Rowcroft was appointed by Foreign Minister George Canning as the first British diplomatic representative in Peru. On June 8, 1824, he arrived in Lima as consul general, accompanied by his daughter, Leonora Maria. His son and writer Charles was in Tasmania, Australia, which he left in the Cumberland in September 1825. Another son, Horatio Nelson Horace Rowcroft, was also farming in Tasmania at the time.

At this time, Lima was temporarily in the power of the royalists. Conditions in the city were awful. However, shortly after Rowcroft's arrival, Simón Bolívar returned to Lima from the interior and the Spanish retreated to Castle of Real Felipe. Rowcroft decided to go to Callao, the port of Lima, to deliver letters to under Captain Thomas James Maling and arranged for a safe pass through the royalist lines. On the return from his visit he handed in his safe pass but, as his coach left the outpost, it was struck by a hail of bullets. Rowcroft was wounded in the hand and the torso and died on 7 December 1824 at the home of a British merchant. Leonora was taken on board HMS Cambridge. The consul was buried on Saturday morning 11 December 1824 on San Lorenzo Island, off the coast from Callao. Captain (later Rear-Admiral) Thomas Maling was the chief mourner.

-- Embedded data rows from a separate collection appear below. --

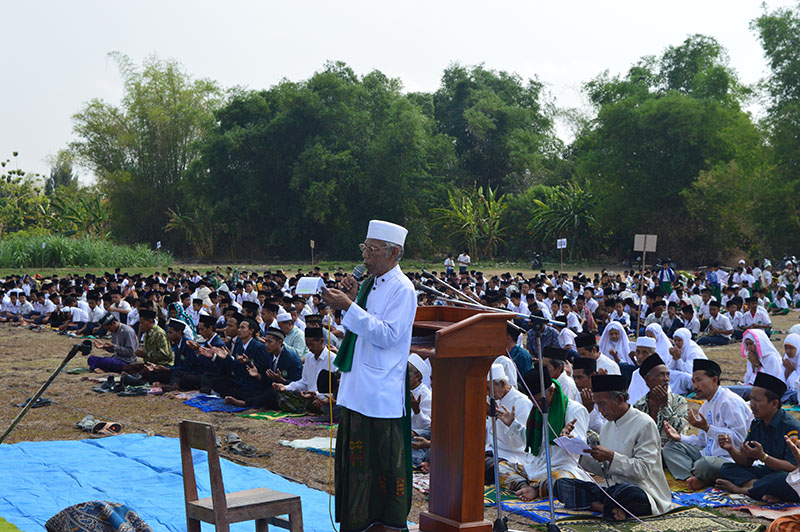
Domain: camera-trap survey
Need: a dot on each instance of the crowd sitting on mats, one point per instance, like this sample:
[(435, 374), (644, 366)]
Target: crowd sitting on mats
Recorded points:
[(621, 353)]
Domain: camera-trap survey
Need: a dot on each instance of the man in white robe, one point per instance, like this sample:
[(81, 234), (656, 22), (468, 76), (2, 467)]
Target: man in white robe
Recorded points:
[(699, 458), (628, 457), (371, 443), (528, 478)]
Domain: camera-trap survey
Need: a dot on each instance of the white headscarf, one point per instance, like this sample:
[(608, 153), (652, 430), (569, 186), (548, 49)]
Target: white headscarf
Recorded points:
[(663, 343), (770, 358), (621, 346), (793, 339), (690, 349)]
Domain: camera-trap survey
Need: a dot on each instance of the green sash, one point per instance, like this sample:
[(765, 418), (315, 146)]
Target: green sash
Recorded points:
[(344, 358), (555, 417)]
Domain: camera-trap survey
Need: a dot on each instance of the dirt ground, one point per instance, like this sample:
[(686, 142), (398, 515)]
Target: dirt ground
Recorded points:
[(27, 358)]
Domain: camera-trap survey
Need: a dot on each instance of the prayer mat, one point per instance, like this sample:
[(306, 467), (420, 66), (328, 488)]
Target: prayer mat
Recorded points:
[(5, 526), (209, 403), (272, 415), (306, 421), (97, 516), (679, 520)]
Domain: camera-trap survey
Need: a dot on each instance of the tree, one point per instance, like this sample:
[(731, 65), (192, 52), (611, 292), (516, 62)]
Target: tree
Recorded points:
[(657, 129), (779, 33), (141, 150), (568, 212), (502, 127), (61, 173)]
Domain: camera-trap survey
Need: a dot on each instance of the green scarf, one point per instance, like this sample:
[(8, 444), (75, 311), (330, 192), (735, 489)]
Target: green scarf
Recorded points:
[(555, 417), (344, 358)]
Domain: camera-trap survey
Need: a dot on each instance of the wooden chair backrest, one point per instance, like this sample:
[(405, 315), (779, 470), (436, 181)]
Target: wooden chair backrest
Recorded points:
[(201, 436)]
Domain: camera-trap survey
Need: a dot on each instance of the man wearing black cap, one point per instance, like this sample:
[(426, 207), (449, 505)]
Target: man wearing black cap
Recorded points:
[(123, 345), (583, 369), (244, 367), (305, 388), (629, 458), (587, 348), (756, 316), (665, 407), (155, 348), (528, 478), (555, 360), (765, 443), (699, 458)]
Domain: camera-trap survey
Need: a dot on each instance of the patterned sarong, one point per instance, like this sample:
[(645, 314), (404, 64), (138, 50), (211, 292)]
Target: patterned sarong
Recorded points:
[(373, 483), (97, 516)]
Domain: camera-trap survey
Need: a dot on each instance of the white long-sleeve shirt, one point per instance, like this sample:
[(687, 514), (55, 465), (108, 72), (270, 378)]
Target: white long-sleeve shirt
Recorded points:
[(508, 446), (726, 413), (375, 385), (312, 366)]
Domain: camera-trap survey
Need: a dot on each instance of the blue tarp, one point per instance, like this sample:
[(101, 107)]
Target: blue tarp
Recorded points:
[(38, 479)]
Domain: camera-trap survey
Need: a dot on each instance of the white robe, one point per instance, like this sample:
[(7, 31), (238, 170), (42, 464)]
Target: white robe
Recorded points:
[(636, 443), (375, 385), (560, 460), (726, 413), (508, 447)]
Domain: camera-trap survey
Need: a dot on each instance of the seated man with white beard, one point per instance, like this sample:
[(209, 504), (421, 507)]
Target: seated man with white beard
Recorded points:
[(509, 399), (566, 417)]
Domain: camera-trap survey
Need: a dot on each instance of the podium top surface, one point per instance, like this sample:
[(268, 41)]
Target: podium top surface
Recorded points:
[(459, 332)]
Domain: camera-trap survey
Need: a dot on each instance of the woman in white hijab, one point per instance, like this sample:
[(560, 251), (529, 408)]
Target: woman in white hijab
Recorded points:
[(614, 343), (791, 347), (684, 352), (761, 356), (663, 343)]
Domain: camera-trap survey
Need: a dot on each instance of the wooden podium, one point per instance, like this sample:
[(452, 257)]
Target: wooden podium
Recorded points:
[(461, 344)]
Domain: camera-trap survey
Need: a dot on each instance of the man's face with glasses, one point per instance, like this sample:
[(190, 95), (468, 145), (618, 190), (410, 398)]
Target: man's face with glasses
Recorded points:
[(377, 255)]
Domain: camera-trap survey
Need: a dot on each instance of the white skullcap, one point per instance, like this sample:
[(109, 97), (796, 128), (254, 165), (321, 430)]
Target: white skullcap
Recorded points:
[(646, 341), (416, 361), (498, 373), (387, 231)]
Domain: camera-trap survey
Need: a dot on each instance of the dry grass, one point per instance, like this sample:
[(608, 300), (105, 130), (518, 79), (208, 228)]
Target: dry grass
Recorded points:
[(27, 358)]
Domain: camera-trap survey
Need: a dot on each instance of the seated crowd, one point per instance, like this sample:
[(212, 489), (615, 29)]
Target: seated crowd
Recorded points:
[(620, 354)]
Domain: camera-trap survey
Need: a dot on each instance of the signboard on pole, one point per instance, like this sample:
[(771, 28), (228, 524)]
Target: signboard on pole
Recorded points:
[(645, 243)]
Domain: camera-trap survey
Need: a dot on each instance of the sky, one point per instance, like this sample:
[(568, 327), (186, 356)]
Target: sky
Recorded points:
[(54, 53)]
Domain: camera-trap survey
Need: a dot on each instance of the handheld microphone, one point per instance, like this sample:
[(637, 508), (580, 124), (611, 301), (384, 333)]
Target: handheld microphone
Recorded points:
[(428, 275), (358, 272), (428, 290)]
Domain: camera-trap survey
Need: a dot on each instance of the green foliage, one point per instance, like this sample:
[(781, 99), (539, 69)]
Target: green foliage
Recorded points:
[(141, 150), (61, 173), (567, 212), (657, 130), (500, 125), (24, 250), (475, 217)]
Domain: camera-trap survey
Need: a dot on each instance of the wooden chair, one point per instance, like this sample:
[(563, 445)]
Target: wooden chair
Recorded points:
[(260, 505)]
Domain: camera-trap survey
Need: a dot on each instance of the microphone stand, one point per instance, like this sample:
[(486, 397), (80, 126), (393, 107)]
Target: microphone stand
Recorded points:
[(537, 330), (500, 524), (84, 347)]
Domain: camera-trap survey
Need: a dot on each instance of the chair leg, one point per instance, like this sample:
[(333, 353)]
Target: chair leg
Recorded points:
[(296, 520)]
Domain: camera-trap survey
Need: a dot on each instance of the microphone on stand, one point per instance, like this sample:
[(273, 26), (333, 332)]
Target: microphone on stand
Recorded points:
[(358, 272), (429, 290)]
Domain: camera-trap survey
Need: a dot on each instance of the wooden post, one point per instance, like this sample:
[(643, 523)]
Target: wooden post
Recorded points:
[(641, 283)]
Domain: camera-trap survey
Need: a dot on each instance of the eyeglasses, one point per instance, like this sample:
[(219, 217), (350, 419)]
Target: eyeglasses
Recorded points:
[(371, 249)]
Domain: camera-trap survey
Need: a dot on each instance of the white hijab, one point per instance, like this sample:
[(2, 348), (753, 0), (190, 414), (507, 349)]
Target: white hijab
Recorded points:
[(663, 343), (690, 349), (621, 346)]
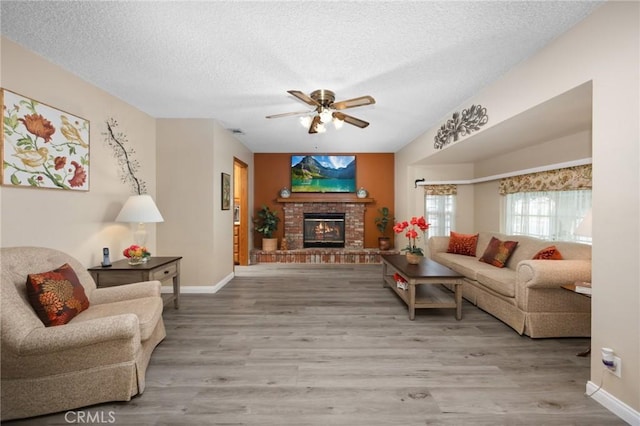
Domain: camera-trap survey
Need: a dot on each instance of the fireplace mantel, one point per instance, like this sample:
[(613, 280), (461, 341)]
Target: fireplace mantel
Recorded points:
[(325, 199)]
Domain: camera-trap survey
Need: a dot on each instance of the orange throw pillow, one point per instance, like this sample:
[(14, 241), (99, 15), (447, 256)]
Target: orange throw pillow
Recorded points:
[(498, 252), (57, 296), (464, 244), (548, 253)]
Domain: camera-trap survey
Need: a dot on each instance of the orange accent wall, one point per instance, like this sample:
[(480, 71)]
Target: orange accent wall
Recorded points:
[(374, 172)]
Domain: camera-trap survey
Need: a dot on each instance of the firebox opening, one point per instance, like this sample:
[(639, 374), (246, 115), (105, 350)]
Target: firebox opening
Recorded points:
[(323, 230)]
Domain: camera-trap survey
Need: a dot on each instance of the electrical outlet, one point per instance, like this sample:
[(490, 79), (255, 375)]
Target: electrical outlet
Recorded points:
[(617, 369)]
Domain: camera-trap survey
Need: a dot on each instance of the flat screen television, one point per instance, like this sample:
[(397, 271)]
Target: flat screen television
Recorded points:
[(323, 173)]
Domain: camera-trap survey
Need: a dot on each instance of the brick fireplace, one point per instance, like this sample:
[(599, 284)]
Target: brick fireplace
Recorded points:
[(294, 209), (353, 221)]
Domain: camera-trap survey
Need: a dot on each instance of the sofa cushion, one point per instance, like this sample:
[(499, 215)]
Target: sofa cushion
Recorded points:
[(500, 280), (464, 244), (465, 265), (57, 296), (548, 253), (498, 252), (147, 309)]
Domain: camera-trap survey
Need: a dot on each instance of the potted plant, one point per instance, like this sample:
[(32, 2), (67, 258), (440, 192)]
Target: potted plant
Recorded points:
[(266, 224), (382, 221)]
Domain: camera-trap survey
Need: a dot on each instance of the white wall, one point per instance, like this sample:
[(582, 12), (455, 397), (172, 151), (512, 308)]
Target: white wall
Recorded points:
[(605, 50), (192, 154), (79, 223)]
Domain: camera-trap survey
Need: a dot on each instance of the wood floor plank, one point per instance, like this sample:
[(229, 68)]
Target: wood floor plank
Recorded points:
[(328, 345)]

There is now little doubt that Rowcroft was accidentally shot by the Independents under Simon Bolivar. It is said that the royalist officer who gave him the safe pass had, unbeknownst to Rowcroft, written a death sentence on it. His daughter returned to England the following year after disposing of her father's goods and married Alfred Samuel Robinson, a lieutenant in the Royal Navy, on 4 December 1827.

At Markham College, Rowcroft House is the only house not named after a military figure.